Hosted by Catholic Charities Brooklyn and Queens (CCBQ), the event is an opportunity for kids to receive free back-to-school supplies and services while enjoying games and activities.
Father Patrick J. Keating, deputy CEO for CCBQ, said the group gave out 800 backpacks, courtesy of partner organization Fidelis Care. Each backpack contained a spiral notebook, pens and pencils.
“It’s getting young people ready for school because education is really the key to their success,” Keating said. “It’s making our services a little bit more accessible.”
The block party started in 2008, when the organization decided to distribute a large donation of school supplies. The staff came up with the idea of a street fair where vendors could give information to families while kids enjoyed youth-friendly activities like face painting, arts and crafts and bean bag toss.
The first year drew about 400 people; now more than 1,000 people attend annually.
Keating said it’s also a good way to tell local community members about CCBQ’s 160 programs in Brooklyn and Queens for children, teens and seniors.
“We try to look at the whole person and their family,” Keating said. “We have programs for people at all age spectrums.”
The organization also provides internships for high school students, a network of food pantries for the hungry, preventive services for families on the edge of losing their homes, and even mental health and affordable housing programs.
All of the programs are available for any Queens or Brooklyn resident. From Brooklyn Heights and Astoria to East New York and Jamaica, Catholic Charities tries to reach any person who has needs, Keating said.
“I think the reality of Brooklyn and Queens is it’s multiethnic and multi-diverse, and we help people regardless of their race or religion,” he said. “We don’t ever want people to feel excluded.”

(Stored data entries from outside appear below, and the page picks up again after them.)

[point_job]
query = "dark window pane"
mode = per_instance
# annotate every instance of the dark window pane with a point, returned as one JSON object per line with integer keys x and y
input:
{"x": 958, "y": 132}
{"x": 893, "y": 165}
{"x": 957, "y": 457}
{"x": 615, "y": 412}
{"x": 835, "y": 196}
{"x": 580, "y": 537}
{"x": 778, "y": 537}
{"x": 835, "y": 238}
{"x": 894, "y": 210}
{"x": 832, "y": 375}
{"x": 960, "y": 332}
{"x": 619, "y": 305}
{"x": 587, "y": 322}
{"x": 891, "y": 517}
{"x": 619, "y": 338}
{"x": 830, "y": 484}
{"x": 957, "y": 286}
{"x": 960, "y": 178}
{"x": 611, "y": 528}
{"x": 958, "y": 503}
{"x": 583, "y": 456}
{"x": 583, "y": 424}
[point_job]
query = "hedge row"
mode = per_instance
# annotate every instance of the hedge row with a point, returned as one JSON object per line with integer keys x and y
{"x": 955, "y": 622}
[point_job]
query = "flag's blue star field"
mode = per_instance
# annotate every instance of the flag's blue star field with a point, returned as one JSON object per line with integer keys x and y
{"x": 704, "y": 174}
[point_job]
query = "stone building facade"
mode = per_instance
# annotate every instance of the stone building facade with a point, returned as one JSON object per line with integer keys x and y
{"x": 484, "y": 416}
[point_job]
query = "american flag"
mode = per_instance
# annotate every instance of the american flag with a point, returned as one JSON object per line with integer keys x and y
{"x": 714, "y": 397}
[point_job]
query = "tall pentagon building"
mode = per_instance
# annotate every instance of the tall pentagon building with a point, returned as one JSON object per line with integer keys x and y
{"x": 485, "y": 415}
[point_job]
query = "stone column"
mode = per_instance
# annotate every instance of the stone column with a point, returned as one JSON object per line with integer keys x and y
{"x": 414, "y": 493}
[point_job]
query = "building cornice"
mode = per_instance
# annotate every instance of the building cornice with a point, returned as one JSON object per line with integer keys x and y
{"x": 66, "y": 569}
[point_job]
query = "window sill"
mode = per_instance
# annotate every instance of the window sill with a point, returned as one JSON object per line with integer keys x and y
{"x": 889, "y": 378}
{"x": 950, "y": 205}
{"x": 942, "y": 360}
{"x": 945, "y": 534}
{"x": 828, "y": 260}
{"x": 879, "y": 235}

Key sponsor Fidelis Care, which provides families, seniors and young children with affordable health insurance, is especially important to immigrant families who may not have all the information they need about healthcare.
“They’re a great partner trying to help people navigate the complexity of medical insurance,” Keating said. “Regardless of someone’s immigration status, a person below 18 is eligible for health care. So Fidelis does a wonderful job, particularly helping immigrant communities access it.”
Assemblywoman Aravella Simotas stopped by the street fair to thank Catholic Charities for their work and services for the community.
“I love the fact that before the doors opened, there was a line snaking around the block,” Simotas said. “That shows you how important the services that Catholic Charities provides.”